Hello all. I am relatively new to this forum and I would love to get the community’s insight on a topic that has been on my mind.

For some background, I live in a core market (LA/SF/NYC) and I just graduated from undergrad in 2020. I interned for a top company (CBRE/JLL/CW) on the leasing/brokerage side in June of 2020. I currently intern as an acquisitions analyst at a small but successful multi family acquisitions firm where I am working 40+ hours a week and I am enjoying it. I live in a top

I am not sure if the firm will extend a salaried offer, but I have been thinking of pursuing a full time role as a debt analyst once the internship ends in April. I have heard from others in the field that working on the debt side can be great because as a producer it is less travel/time-consuming than IS and you are not geographically constrained in terms of deals since you can do deals on any asset class and any area. I feel like I may enjoy this side of real estate but I would like to know more about what analysts in this side do and if being a producer in this field is all it’s made out to be.

How would a role as a debt analyst differ from an acquisitions analyst? What are your thoughts of the debt side? What are things I can do to better prepare for this side of real estate?

Any feedback is welcomed. Thank you!

 
Most Helpful

Never been in acquisitions but from a debt perspective, I personally think they are more similar than different. You churn and burn through tons of deals, while few make it through investment/credit committee. Due diligence process mainly the same - maintaining DD checklists, ordering/reviewing appraisals, environmental reports, collections, speaking with brokers on your assumptions/comps/market, writing up narratives/memos for final deal submission/closing, fielding questions and answers for the client, and a lot more.
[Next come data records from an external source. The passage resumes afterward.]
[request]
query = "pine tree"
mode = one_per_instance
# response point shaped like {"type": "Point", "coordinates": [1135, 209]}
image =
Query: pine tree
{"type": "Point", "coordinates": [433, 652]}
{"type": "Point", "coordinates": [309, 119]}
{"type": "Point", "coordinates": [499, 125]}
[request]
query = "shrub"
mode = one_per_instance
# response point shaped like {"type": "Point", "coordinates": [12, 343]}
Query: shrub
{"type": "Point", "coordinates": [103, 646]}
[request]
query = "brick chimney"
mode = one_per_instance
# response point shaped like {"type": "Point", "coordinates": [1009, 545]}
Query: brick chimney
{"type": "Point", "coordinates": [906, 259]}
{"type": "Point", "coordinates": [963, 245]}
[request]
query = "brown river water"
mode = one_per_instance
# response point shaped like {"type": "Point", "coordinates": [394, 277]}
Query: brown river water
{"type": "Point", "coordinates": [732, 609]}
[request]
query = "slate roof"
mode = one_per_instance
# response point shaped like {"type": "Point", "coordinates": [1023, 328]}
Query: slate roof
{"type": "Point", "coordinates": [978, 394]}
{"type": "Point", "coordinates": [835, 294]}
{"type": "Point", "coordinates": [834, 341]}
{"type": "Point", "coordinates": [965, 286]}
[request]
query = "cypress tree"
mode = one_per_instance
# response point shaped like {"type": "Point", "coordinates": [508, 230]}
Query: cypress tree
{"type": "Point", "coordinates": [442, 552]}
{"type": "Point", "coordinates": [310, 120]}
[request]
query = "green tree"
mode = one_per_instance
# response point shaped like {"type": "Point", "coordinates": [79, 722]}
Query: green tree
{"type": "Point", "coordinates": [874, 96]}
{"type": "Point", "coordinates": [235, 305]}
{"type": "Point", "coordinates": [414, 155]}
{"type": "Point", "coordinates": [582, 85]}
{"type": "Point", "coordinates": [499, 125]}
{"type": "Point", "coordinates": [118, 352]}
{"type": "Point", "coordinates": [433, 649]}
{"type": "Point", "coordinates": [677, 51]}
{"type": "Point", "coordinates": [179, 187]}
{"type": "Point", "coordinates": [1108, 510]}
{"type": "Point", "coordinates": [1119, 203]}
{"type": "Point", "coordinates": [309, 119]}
One difference would most likely be the modeling in regards to IRR, CoC, EM, etc but even then, if you're at a strategic debt fund you model some of those out. But overall, I would say modeling is the largest difference (someone can correct me if I am wrong) with some other small nuances thrown in as well. The transition from acquisitions intern to debt analyst shouldn't be too difficult, even in a gateway market.